The instruction following the branch is said to be in the branch delay slot. It was soon realised that, since the instruction in this slot has progressed well down the pipeline anyway, if it was guaranteed that it would be executed, some improvement in performance would result.

The compiler is asked to move an instruction that must be executed which precedes the branch into the branch delay slot where it will be executed while the branch target is being fetched. Current RISC machines will have a one-instruction branch delay slot - occasionally two.
This is an example of the modern trend in computer architecture - to expose more details of the underlying machine to the compiler and let it generate the most efficient code. In this case, it is almost trivial for the compiler to find an instruction before the branch which must be executed.
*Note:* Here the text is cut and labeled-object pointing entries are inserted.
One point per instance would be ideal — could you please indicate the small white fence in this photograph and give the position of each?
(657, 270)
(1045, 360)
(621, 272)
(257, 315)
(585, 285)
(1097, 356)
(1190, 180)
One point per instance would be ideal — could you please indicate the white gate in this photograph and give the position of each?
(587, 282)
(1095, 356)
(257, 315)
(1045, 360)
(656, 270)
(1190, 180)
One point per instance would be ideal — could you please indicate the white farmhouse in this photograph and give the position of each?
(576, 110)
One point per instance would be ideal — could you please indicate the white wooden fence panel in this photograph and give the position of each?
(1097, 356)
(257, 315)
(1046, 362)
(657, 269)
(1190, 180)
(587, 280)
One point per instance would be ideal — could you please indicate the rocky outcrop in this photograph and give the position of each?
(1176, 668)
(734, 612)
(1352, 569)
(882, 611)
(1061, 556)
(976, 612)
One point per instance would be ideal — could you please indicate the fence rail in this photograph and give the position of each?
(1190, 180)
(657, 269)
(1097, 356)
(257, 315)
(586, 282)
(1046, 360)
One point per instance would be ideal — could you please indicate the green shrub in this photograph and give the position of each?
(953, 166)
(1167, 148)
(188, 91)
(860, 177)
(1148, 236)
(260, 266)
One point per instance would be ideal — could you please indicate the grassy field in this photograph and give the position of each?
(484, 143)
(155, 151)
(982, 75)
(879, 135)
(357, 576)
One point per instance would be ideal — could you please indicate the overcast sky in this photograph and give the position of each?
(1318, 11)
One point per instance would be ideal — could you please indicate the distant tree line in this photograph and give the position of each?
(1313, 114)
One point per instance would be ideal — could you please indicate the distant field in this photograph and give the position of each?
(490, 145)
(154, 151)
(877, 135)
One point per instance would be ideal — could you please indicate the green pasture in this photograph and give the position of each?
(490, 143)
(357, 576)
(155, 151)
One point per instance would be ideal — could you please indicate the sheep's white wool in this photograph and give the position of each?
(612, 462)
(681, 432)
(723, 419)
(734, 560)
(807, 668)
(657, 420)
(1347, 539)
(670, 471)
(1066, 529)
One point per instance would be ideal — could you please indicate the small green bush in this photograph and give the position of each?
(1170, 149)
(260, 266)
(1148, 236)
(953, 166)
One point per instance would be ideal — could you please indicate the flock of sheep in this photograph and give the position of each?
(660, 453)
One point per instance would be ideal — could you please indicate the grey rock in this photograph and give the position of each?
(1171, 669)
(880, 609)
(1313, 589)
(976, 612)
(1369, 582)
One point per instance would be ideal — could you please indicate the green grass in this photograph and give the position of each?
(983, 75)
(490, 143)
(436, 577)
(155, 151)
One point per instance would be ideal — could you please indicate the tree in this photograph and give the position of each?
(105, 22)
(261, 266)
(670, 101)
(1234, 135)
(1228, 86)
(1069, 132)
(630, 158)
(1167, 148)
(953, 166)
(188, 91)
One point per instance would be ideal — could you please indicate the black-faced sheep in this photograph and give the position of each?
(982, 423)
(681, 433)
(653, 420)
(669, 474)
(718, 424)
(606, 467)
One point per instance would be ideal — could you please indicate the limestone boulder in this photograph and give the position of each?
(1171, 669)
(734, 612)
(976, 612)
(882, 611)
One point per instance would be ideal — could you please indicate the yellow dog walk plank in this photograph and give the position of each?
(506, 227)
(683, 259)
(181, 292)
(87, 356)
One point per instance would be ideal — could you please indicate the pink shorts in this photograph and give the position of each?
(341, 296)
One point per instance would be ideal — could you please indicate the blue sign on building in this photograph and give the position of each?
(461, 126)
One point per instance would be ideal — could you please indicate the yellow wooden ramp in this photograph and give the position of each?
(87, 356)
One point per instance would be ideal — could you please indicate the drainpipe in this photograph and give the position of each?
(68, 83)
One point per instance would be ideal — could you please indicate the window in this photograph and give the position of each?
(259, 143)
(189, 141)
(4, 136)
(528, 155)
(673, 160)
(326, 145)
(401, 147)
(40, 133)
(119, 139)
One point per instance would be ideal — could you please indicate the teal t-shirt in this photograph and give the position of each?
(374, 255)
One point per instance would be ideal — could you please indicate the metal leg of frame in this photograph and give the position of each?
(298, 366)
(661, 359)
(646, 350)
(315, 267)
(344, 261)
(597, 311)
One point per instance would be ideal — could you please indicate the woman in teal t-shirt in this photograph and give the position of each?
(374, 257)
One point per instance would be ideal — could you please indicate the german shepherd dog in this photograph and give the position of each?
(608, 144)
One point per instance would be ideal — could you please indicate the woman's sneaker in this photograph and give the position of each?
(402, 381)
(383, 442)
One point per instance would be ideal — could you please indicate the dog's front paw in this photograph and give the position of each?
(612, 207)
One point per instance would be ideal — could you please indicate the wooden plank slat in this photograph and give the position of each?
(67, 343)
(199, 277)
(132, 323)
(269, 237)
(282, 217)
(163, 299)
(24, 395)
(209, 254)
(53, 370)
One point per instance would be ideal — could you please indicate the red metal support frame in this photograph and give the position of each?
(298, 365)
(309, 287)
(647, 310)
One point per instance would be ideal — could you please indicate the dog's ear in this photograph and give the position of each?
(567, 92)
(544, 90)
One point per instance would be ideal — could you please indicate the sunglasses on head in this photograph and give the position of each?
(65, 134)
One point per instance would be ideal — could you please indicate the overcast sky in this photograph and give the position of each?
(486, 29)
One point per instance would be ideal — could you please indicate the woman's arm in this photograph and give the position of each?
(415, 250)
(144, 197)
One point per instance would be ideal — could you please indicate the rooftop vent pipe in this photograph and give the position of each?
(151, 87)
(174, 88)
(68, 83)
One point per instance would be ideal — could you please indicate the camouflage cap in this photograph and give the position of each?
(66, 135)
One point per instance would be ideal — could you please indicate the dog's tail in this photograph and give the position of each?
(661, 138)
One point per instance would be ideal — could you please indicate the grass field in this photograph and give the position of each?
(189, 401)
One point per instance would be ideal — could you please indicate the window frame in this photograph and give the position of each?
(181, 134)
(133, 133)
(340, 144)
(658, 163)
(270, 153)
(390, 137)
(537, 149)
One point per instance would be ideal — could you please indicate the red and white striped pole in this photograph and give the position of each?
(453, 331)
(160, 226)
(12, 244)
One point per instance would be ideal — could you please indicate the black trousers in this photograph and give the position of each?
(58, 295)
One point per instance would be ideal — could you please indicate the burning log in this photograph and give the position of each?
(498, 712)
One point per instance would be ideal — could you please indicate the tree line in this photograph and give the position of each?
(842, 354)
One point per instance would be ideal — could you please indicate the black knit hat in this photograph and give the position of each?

Compilers are rapidly becoming more capable and much more complex instruction reordering operations are routinely performed by optimising compilers.
We will see more examples of this movement of responsibility for execution efficiency from the hardware to the software later.

Conditional Branches

Branches which depend on some state of the machine (eg the value stored in a register) introduce another problem into pipelined machines. Consider this sequence of instructions:

start: addi $3, $3, 4  ; increment address
       lw $2, 0($3)    ; load next array element
       add $1, $1, $2  ; add to total
       subu $5, $5, 1  ; decrement count
       bne start       ; if not zero, branch back

which sums the values in an array. The element count is stored in register 5 and is decremented on each iteration of the loop. The loop terminates when it reaches 0. The branch tests the condition code generated by the dec operation. If it's not zero, it will branch back to the beginning of the loop. However this value is not available until the dec instruction has reached the WB stage. The branch instruction must therefore stall in the execution stage because one of its operands (the condition code) was not available when it entered this stage. This is the first example of a pipeline hazard - we shall see more in the next section.